Talvez o nazismo não tivesse se desenvolvido na Alemanha a ponto de provocar uma guerra mundial, se naquela época existisse a Internet e as redes sociais com a incontrolável possibilidade de contestar. Naqueles anos de controle total da sociedade pelo Estado nazista, não havia espaço para divergências. Mas, mesmo assim, alguns ingênuos solitários tentaram fazer frente aos desvarios de Hitler e à opressão da máquina nazista, utilizando os precários meios de que dispunham.
Foi o caso de um jovem suíço, Maurice Bavaud: sem qualquer apoio e agindo individualmente tentou assassinar Hitler, mas esse gesto improvisado foi punido com seu fuzilamento. Outro jovem, esse alemão, Georg Elser, teve também sua tentativa frustrada e acabou fuzilado quase no fim da guerra.
Entretanto, a tentativa mais precária e visionária de luta contra o nazismo foi a do casal Otto e Elise Hampel. Tanto que as ações pacifistas e mesmo singelas desse casal são consideradas heróicas, a ponto de terem inspirado um romancista alemão, um seriado na televisão alemã, uma peça de teatro e agora um filme selecionado para a competição no 66. Festival Internacional de Cinema de Berlim.

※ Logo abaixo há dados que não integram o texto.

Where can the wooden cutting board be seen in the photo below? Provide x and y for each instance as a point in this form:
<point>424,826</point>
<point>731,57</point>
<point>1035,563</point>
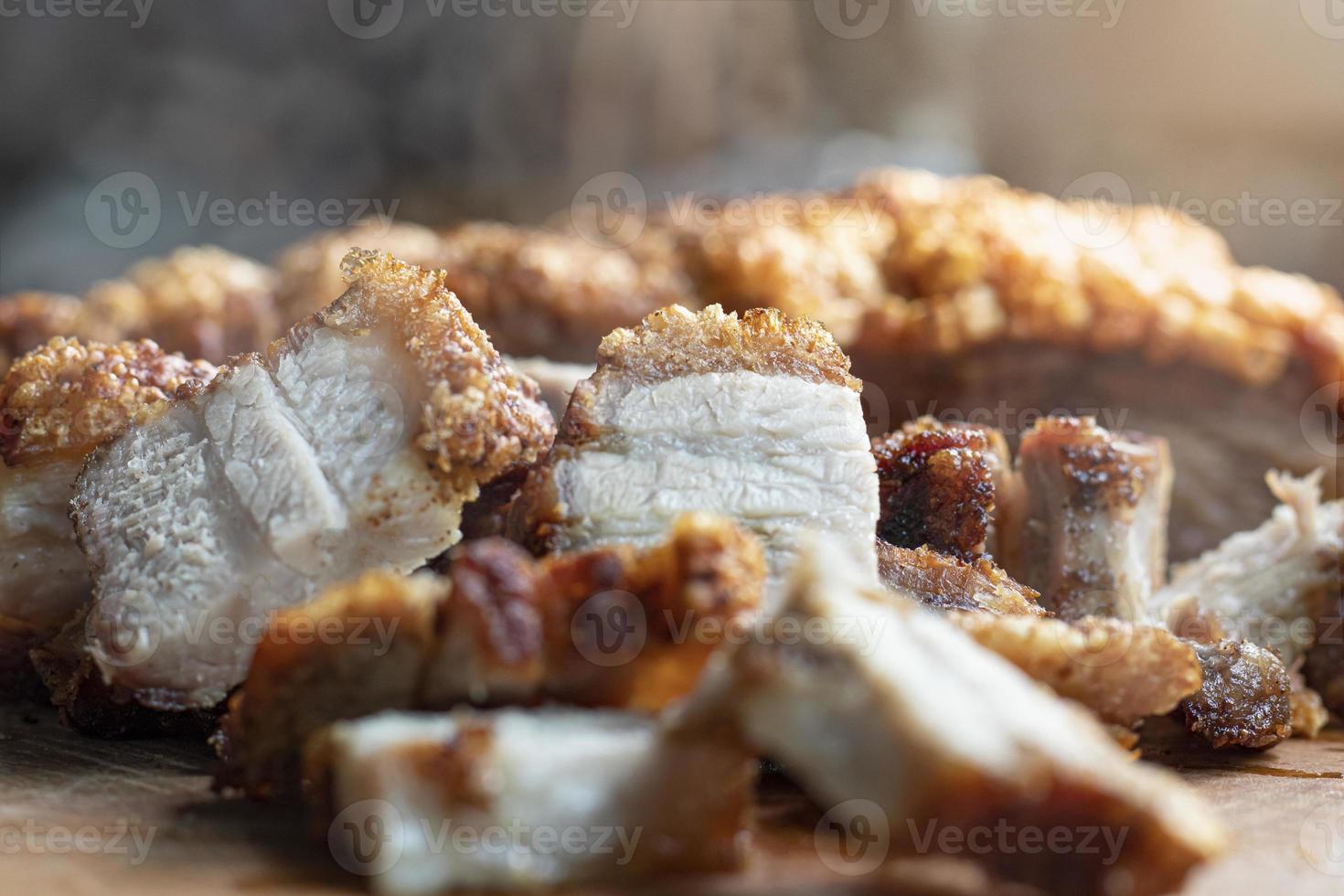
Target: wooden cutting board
<point>80,816</point>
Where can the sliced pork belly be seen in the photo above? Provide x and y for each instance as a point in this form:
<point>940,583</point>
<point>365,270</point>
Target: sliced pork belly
<point>57,403</point>
<point>945,485</point>
<point>945,581</point>
<point>1244,699</point>
<point>891,704</point>
<point>605,627</point>
<point>1094,538</point>
<point>754,418</point>
<point>200,300</point>
<point>1273,586</point>
<point>509,784</point>
<point>351,446</point>
<point>1121,672</point>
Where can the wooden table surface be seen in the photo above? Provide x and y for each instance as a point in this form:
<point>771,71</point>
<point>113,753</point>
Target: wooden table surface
<point>80,816</point>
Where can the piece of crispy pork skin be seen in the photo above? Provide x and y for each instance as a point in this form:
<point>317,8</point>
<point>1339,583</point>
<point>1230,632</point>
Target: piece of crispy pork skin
<point>886,701</point>
<point>646,799</point>
<point>752,418</point>
<point>57,403</point>
<point>352,445</point>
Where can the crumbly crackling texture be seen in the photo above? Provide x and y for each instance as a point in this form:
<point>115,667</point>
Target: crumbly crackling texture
<point>976,261</point>
<point>1120,670</point>
<point>677,341</point>
<point>480,420</point>
<point>68,397</point>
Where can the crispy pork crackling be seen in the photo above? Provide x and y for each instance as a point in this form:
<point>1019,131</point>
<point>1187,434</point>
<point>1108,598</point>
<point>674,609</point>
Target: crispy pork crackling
<point>645,799</point>
<point>57,403</point>
<point>611,626</point>
<point>894,706</point>
<point>1094,539</point>
<point>352,445</point>
<point>752,418</point>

Logo após o término da II Guerra Mundial, o conhecido escritor alemão Hans Fallada teve acesso a uma parte dos arquivos da Gestapo e lá encontrou o processo contra dois simples trabalhadores, com apenas o curso primário, ela empregada doméstica, e ele carteiro, por terem procurado rebelar o povo de Berlim contra Hitler,
Cartões postais como forma de resistência
De que maneira, se sequer armas possuíam? Ambos escreviam cartões postais contra o nazismo, nos quais pediam para as pessoas não cooperarem com o governo nazista, não fazerem doações e não se alistarem ou ajudarem o exército alemão. Na falta das redes sociais de hoje, procuravam tornar visíveis esses pequenos cartões, deixando-os nos bancos de jardins e nas escadas de prédios de apartamentos.
O irmão de Elise tinha morrido como soldado na França ocupada e ela e seu marido se rebelavam com o absurdo dessa guerra que sacrificava jovens e civis nas invasões. No filme, o casal tem os nomes de Otto e Anna Quangel e o gesto de desafio ao nazismo é motivado pela morte do filho soldado, na França ocupada.
Quando o livro de Hans Fallada (pseudônimo de Rudolf Ditzen) foi publicado logo após o fim da guerra e pouco antes da morte do autor, o escritor italiano Primo Levi, sobrevivente dos campos de concentração nazistas, considerou-o o melhor livro sobre a resistência alemã ao nazismo.
O diretor do filme, Vincent Pérez, é suíço de Lausanne, filho de pai espanhol com mãe alemã. Este é seu quinto filme. Mais conhecido como ator em numerosos filmes como Rainha Margot, de Patrice Chéreau, e ator preferido de Raoul Ruiz. Viveu com Jacqueline Bisset e Carla Bruni, hoje esposa do ex-presidente francês Sarkozy. Apoiou publicamente o chefe indígena Raoni na luta contra a barragem de Belo Monte.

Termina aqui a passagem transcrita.